The 67th Annual Conference of the Israel Heart Society

Peripheral artery disease, abnormal ankle-brachial index and prognosis after acute coronary syndrome

Anat Berkovitch 1,2 Zaza Iakobishvili 2,3 Shmulik Fuchs 2,4 Shaul Atar 5 Omri Braver 6 Katia Orvin 2,3 Michael Glikson 7 Roy Beigel 1,2 Shlomi Matetzky 1,2
1Division of Cardiology, Leviev Heart and Vascular Center, Chaim Sheba Medical Center, Tel Hashomer, Israel, Israel
2Sackler School of Medicine, Tel-Aviv University, Israel
3Division of Cardiology, Rabin Medical Center, Israel
4Department of Cardiology, Yitzhak Shamir Medical Center, Israel
5Department of Cardiology, Galilee Medical Center, Nahariya, affiliated to Azrieli Faculty of Medicine, Bar-Ilan University of the Galilee, Safed, Israel
6Department of Cardiology, Soroka University Medical Center Affiliated to the Faculty of Health Sciences, Ben-Gurion University of the Negev, Israel
7Integrated Heart Center, Shaare Zedek Medical Center, Israel

Background: Ankle-brachial index (ABI) is independent prognostic marker of cardiovascular events among patients with coronary artery disease (CAD).

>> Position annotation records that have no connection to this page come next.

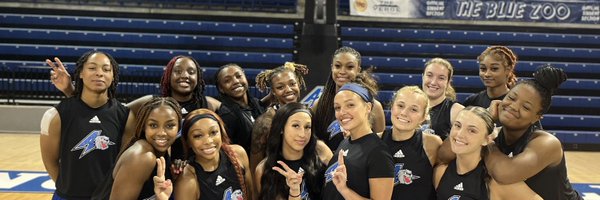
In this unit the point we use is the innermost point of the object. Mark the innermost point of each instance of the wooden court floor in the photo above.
(22, 152)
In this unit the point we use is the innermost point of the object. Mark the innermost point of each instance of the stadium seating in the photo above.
(475, 82)
(145, 53)
(472, 50)
(149, 25)
(490, 37)
(145, 38)
(284, 6)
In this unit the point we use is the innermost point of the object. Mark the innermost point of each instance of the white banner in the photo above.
(385, 8)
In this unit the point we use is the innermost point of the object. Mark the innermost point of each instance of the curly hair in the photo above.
(546, 79)
(144, 113)
(413, 90)
(508, 59)
(264, 78)
(225, 143)
(112, 89)
(274, 184)
(197, 94)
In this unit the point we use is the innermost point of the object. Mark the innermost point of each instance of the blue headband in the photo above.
(188, 123)
(358, 89)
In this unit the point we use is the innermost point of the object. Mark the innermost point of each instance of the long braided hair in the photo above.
(197, 93)
(274, 184)
(144, 113)
(508, 59)
(112, 89)
(324, 113)
(450, 93)
(546, 81)
(225, 143)
(264, 79)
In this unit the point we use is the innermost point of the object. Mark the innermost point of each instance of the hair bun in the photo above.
(549, 77)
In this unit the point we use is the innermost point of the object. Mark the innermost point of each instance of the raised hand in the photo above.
(162, 188)
(340, 176)
(60, 77)
(292, 179)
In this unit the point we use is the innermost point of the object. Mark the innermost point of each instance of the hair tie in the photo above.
(188, 123)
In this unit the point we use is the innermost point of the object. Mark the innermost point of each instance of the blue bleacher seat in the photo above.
(552, 121)
(145, 53)
(398, 63)
(144, 38)
(147, 24)
(560, 101)
(577, 137)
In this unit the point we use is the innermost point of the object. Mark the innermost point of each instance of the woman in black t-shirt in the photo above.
(362, 167)
(295, 162)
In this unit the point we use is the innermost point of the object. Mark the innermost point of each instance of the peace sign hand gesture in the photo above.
(293, 179)
(162, 188)
(340, 175)
(59, 76)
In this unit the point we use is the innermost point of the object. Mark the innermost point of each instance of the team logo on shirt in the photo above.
(329, 172)
(334, 128)
(403, 176)
(304, 191)
(91, 142)
(230, 194)
(454, 197)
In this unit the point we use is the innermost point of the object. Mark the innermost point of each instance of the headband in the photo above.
(188, 123)
(302, 110)
(358, 89)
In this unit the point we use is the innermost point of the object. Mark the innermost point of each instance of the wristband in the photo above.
(295, 196)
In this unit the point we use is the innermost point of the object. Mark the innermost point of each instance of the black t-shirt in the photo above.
(336, 136)
(440, 121)
(481, 99)
(90, 141)
(148, 188)
(413, 173)
(305, 192)
(240, 120)
(365, 158)
(469, 186)
(551, 182)
(223, 183)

There are only few data regarding the significance of ABI in patients with acute coronary syndrome (ACS). We aimed to investigate the outcome of patients hospitalized with ACS and abnormal ABI.

Methods: We investigated 1,047 patients who were hospitalized due to ACS. ABI was prospectively measured during index hospitalization. Patients were stratified to those with clinical peripheral artery disease (PAD) (N=132), without clinical PAD but with abnormal (<0.9) ABI (“sub-clinical PAD”; N=148) and patients without clinical PAD and with normal ABI (“no PAD”; N=767). Patients were prospectively followed for 30-day MACE (Re-ACS, urgent revascularization, stroke and mortality) and 1-year all-cause mortality.

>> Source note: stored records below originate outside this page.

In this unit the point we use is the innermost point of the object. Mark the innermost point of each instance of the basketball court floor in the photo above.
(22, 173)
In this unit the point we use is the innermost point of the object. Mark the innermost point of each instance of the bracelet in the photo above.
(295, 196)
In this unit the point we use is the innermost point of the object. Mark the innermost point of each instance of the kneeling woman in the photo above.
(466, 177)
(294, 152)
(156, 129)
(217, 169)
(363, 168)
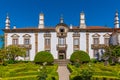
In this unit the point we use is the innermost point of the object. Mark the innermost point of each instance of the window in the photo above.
(47, 42)
(15, 38)
(62, 30)
(14, 41)
(26, 41)
(27, 53)
(106, 41)
(96, 53)
(96, 40)
(61, 41)
(76, 41)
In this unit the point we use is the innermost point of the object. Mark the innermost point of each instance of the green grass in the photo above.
(99, 70)
(25, 71)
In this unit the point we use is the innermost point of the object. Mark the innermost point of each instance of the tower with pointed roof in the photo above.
(82, 20)
(41, 21)
(7, 22)
(116, 20)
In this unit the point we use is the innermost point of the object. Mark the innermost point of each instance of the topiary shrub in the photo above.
(42, 57)
(79, 56)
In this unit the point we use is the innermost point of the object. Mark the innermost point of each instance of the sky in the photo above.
(25, 13)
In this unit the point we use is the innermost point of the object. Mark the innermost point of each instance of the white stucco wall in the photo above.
(101, 39)
(69, 42)
(54, 42)
(83, 41)
(21, 41)
(40, 41)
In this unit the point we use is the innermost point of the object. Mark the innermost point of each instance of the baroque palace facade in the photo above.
(61, 40)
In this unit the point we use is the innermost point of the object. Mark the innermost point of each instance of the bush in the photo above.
(43, 56)
(79, 56)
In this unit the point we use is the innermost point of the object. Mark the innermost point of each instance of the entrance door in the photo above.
(61, 55)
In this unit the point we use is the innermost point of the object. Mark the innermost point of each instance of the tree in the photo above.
(2, 40)
(2, 54)
(43, 56)
(112, 53)
(14, 51)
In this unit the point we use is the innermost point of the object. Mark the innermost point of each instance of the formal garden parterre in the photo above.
(81, 67)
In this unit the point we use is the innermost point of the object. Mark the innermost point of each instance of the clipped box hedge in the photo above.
(105, 78)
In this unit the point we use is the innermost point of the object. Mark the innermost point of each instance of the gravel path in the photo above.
(63, 73)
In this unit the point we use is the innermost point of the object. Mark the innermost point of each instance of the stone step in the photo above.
(61, 62)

Results: Mean age of the study population was 64 of whom 20% were women. There were gradual and significant increase through the 3 study groups (no-PAD, sub-clinical PAD to clinical PAD) in patient`s age, incidence of prior stroke events, diabetes mellitus and hypertension (p for trend =0.001 for all). With respect to in-hospital course the 3 study groups showed gradual increase in the incidence of complicated in-hospital course with increase in heart failure [2.5%, 6.1%, and 9.2% (p for trend= 0.001)], acute kidney injury [ 2%,4.1% and 11.5%, (p for trend= 0.001)]. At 30-days follow up there was stepwise increase in MACE rate such that patients with no evidence of PAD had the lowest rate followed by sub-clinical PAD and clinical PAD (3.5%, 6.8%, 8.1%, p for trend = 0.009). Likewise, there was significant increase in 1-year mortality from 3.4% in patients without PAD, through 6.8% in patients with sub-clinical PAD to 15.2% in patients with clinical PAD (p for trend = 0.001).

Conclusions: sub-clinical PAD is associated with poor outcome among patients with ACS, suggesting that ABI should be used as a routine screening among patients with ACS, regardless of PAD symptoms.